In a daze, I ran upstairs to tell Mum.
"He's cancelled the wedding," I wailed.
Suddenly the world closed in and my vision became tunnelled.
My lips turned blue and I started hyperventilating.
Mum helped me to regain focus but my heart was shattered.
Afterwards, I spiralled, drinking too much and popping prescription pills.
The grief and anger I'd suppressed since Nicole's death was finally catching up with me.
One lunchtime, I dragged myself out of bed in a zombie-like state and shuffled to the kitchen, popping the cork off a warm bottle of Merlot and swigging from it.
I took it back to my room and used it to wash down pills, ignoring the 'do not consume with alcohol' warning on the bottle.
Later, I stumbled into the lounge room and found my two sisters, and Mum and Dad sitting with a family friend.
Their giggles and lighthearted conversation seemed insulting.
"It's all your fault," I roared to Dad.
The room fell silent.
"What's wrong, Tanya?" he asked, puzzled.
I screamed it again, without knowing exactly what I meant.
"And you!" I pointed at Mum.
They were baffled, but somehow I blamed them all for my despair.
Then I screamed at Denise too.
When she'd become our designated family spokesperson after Nicole's murder, I wasn't bothered.
Why was I suddenly upset that she'd told me not talk about the case now?
Rationally, I knew they'd just wanted to protect me, the baby of the family. But my silence had been suffocating me for years.
"You're nothing but a selfish b----," I roared at Denise.
"Learn some coping skills, Tanya," Denise retorted.
I slammed my fists on the table and stormed back to my room.
Fingers shaking, I yanked the cap off the pill bottle and poured out a handful.
I envisaged Nicole's beautiful smile, then it was replaced by her blood at the crime scene, the funeral, and the choppers hovering above.
What was the point of living? It was all too much.
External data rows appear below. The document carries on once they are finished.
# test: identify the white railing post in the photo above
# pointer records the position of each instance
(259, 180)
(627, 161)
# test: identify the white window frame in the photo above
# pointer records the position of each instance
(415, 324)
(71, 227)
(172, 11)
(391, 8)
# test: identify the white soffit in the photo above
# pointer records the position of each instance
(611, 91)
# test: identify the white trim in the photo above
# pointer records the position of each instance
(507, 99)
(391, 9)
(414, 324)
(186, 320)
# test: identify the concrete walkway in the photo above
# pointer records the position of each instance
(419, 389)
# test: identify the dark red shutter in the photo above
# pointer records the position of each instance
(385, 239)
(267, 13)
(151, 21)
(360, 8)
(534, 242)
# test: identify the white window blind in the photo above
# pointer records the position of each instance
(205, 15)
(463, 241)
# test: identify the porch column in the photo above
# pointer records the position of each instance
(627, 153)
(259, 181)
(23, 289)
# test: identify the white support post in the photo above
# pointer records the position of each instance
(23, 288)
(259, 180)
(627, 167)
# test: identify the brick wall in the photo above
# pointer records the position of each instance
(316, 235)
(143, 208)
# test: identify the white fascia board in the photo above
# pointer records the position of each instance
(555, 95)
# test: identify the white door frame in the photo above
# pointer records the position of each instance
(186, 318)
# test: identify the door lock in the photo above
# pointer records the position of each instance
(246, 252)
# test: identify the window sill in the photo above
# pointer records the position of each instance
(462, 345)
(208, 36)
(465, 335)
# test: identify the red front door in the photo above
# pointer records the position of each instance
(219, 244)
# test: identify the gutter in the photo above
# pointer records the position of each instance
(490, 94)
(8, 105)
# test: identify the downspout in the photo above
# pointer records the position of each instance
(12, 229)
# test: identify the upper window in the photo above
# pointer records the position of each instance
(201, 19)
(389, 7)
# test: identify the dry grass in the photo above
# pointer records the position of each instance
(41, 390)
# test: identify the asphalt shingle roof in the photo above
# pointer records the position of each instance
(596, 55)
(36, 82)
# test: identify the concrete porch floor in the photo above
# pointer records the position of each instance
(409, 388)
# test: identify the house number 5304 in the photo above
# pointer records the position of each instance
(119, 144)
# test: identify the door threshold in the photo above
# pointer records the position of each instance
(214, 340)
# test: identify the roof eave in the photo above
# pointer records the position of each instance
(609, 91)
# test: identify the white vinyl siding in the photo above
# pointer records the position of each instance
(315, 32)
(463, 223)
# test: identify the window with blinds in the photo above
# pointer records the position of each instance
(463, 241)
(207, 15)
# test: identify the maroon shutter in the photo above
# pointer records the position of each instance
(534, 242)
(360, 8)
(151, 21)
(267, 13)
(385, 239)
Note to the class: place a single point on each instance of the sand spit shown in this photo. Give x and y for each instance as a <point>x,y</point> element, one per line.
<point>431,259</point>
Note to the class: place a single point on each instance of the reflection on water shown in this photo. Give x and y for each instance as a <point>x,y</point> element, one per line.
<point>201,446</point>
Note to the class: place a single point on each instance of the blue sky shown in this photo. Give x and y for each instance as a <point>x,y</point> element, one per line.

I grabbed the leftover Merlot, ready to wash down the pills.
"What are you doing?"
My sister Dominique, had dashed into the room.
"Get me out of here," I cried desperately.
In that moment, I hated everyone.
I just wanted was to die.
Next day, I admitted myself into a psychiatric unit and was put on lockdown for ten days before becoming an outpatient.
A team of psychiatrists and counsellors helped me through my grief.
I was finally breaking free.
After three months, I was finally becoming myself again for the first time in years.
The therapy sessions inspired me to resume my psychology studies so that I could help others overcome trauma.
Over time, OJ became nothing but vapour to me.
When he released his book, If I Did It, in which he puts forward hypothetical descriptions of the murders of Nicole and Ron, I was furious, but refused to rise to his vicious ploys.
Karma came the following year when he was arrested and jailed for armed robbery and kidnapping.
He'd tried to steal sports memorabilia from a Las Vegas casino.
It wasn't the crime I'd hoped he do time for, but at least he was where he belonged.
When he was released nine years later, we barely spoke to him again.
We still see Sydney and Justin when they visit, but we don't talk about OJ.
I'll never forget what OJ did to my family, but I've chosen to forgive him so that I can move on.
Now, I'm a motivational speaker and campaigner, focusing on mental health and domestic violence.
I share my story to keep Nicole's legacy alive and encourage others to seek help.
She shouldn't be remembered as a victim, but instead as a beautiful sister, mother and friend.
I miss her every day and now I'll honour her with my work.